I'm not even considering it because we promised that we wouldn't. Tony Abbott made it very clear before the election that we would keep our promises.

Six months later comes the federal budget, and Australians have found that the word of the federal education minister is worth just as little as the word of the student politician. A cut of $1.9 billion in Commonwealth funding for university places, a broken promise that will force universities to start raising fees—for Australian students this means hikes in the cost of their degrees of at least 30 per cent just to replace what the government's broken promise has taken out. It means engineering students will be paying up to 58 people cent more to make up for the cut. Nursing students will pay 24 per cent more for their nursing degrees. Our environmental studies students will have to pay 110 per cent more to study their courses.

Even more fundamentally, the deregulation of fees means that universities can charge whatever they would like for these degrees. If the market will bear over $100,000 for a law degree, as it is at the University of Melbourne, that is what students will pay. We saw in WA today that we are already seeing more $100,000 degrees. It is a shift in our higher education system towards the rich and away from the smart. It means our bright young students from disadvantaged families will learn that it is money, not merit that determines their future. It means our universities will cater for a narrow elite, not the egalitarian majority needed by the Australian economy and our society.

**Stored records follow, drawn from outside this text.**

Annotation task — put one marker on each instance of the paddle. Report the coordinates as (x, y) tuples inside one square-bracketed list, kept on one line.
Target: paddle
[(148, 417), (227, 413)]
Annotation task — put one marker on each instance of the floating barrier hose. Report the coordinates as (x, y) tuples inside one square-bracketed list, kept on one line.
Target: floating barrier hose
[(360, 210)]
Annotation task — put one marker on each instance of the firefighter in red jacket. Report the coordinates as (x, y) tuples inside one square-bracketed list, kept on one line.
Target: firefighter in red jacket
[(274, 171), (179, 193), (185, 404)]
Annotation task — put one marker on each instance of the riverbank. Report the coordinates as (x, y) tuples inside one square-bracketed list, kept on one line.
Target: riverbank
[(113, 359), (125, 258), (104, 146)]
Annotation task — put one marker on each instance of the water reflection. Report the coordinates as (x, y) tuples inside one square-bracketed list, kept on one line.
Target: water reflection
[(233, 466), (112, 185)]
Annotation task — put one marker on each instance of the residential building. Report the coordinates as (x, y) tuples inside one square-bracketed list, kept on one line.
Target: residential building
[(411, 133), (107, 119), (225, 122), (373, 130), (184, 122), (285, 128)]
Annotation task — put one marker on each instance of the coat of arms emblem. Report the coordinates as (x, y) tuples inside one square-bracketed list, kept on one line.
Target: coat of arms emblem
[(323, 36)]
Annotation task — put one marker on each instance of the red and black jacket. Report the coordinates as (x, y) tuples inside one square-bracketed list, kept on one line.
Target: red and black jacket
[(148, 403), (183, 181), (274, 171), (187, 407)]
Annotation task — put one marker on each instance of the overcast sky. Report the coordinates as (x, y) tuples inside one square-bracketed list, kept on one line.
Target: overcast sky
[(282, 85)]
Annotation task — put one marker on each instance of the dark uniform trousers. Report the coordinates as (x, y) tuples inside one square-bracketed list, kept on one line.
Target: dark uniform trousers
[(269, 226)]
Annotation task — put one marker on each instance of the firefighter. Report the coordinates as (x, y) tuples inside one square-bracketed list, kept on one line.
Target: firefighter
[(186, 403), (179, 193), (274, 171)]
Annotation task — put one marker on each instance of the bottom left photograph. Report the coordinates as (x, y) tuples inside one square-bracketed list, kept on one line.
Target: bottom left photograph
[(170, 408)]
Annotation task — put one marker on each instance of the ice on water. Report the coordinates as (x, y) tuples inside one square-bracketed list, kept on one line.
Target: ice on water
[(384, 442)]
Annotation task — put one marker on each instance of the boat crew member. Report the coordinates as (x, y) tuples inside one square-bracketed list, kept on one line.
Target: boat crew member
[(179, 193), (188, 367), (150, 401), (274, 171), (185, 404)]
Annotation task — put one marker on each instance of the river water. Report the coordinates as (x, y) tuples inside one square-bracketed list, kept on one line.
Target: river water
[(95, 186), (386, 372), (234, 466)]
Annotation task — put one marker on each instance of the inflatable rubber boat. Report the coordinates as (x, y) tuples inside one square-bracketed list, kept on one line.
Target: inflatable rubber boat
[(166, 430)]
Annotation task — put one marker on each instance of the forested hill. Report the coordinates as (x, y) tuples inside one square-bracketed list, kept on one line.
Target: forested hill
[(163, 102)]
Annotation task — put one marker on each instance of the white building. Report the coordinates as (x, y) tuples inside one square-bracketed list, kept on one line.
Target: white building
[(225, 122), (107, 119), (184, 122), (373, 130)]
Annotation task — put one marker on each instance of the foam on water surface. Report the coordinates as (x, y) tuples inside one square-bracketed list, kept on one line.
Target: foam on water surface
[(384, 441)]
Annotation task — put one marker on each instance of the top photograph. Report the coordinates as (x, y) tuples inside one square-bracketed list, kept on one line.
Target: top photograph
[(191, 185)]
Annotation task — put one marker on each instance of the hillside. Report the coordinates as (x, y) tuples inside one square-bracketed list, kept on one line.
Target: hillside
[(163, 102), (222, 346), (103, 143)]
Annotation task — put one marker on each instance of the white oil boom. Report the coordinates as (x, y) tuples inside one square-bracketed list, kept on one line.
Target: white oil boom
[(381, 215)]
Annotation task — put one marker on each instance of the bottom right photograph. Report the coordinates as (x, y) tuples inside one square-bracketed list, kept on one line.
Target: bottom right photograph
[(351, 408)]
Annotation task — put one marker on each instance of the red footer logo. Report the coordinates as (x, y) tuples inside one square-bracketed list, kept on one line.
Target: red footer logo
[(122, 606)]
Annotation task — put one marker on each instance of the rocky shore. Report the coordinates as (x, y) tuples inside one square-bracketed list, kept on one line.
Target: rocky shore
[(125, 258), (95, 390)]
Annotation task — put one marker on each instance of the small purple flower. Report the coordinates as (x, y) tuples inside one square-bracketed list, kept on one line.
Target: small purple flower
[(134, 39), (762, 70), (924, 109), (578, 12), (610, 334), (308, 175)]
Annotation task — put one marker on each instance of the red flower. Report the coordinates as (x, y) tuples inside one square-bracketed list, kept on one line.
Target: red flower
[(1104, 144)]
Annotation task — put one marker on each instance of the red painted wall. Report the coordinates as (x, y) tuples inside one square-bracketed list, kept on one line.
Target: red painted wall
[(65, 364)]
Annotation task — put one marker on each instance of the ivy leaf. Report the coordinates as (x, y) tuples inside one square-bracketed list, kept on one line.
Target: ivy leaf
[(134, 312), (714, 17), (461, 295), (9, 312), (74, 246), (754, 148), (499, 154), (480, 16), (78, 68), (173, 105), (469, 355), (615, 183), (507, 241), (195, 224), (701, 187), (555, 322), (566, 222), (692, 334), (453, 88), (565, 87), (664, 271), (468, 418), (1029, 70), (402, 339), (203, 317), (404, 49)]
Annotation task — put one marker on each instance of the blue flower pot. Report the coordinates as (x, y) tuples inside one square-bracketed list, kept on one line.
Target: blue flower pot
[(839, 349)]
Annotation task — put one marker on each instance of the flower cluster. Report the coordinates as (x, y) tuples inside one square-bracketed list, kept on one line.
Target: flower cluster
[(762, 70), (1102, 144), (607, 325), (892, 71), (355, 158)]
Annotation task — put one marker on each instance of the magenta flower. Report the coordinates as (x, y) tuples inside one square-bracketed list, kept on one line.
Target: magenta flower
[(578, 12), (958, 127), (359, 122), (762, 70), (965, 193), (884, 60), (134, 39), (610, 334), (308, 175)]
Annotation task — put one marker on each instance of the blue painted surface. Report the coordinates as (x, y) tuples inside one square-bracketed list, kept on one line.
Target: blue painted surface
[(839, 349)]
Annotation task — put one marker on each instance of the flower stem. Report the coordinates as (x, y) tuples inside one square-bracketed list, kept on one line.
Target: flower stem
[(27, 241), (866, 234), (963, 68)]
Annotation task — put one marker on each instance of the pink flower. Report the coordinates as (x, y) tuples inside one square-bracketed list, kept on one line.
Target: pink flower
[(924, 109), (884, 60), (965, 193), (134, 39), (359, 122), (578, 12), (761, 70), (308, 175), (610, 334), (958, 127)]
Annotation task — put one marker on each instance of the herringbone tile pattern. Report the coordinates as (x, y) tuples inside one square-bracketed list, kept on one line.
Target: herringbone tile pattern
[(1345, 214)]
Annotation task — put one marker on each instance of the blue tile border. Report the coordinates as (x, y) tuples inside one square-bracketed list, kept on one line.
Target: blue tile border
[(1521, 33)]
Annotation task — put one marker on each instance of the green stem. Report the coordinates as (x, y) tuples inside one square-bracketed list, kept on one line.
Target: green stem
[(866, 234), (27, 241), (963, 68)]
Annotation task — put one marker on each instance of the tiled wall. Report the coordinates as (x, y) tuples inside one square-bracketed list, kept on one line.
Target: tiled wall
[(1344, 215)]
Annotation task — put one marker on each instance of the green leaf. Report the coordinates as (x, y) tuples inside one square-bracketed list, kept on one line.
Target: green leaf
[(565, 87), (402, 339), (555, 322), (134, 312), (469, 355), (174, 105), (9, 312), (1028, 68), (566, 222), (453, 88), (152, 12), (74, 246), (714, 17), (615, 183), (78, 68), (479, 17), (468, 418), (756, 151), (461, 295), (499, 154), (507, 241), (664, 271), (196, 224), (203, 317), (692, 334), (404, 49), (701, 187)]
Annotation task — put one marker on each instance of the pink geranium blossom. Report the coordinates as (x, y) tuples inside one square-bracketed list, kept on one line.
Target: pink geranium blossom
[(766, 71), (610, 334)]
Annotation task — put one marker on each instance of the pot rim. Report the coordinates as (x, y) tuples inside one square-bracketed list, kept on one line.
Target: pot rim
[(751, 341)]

But this deception did not end with the budget. No, in the second reading speech of the higher education bills the education minister claimed, 'Students will benefit the most.' In an interview on the ABC's Insiders program the education minister claimed, 'Students will always be the winners.' If students will always be the winners, why didn't you tell them before the election? Why keep it a secret? If it is so great, make it a vote winner.

You have to go back to Victor Hugo to find out the education minister's animated political philosophy:

… he does not speak, he lies. This man lies as other men breathe. He announces an honest intention; be on your guard: he makes an assertion, distrust him: he takes an oath, tremble.

The Australian people did not vote for these changes at the last election and they do not want them. The Australian Labor Party will fight these changes every step of the way through this place. We will fight them every step of the way in our community and we will fight them all the way through the next election, when we kick this deceitful government out.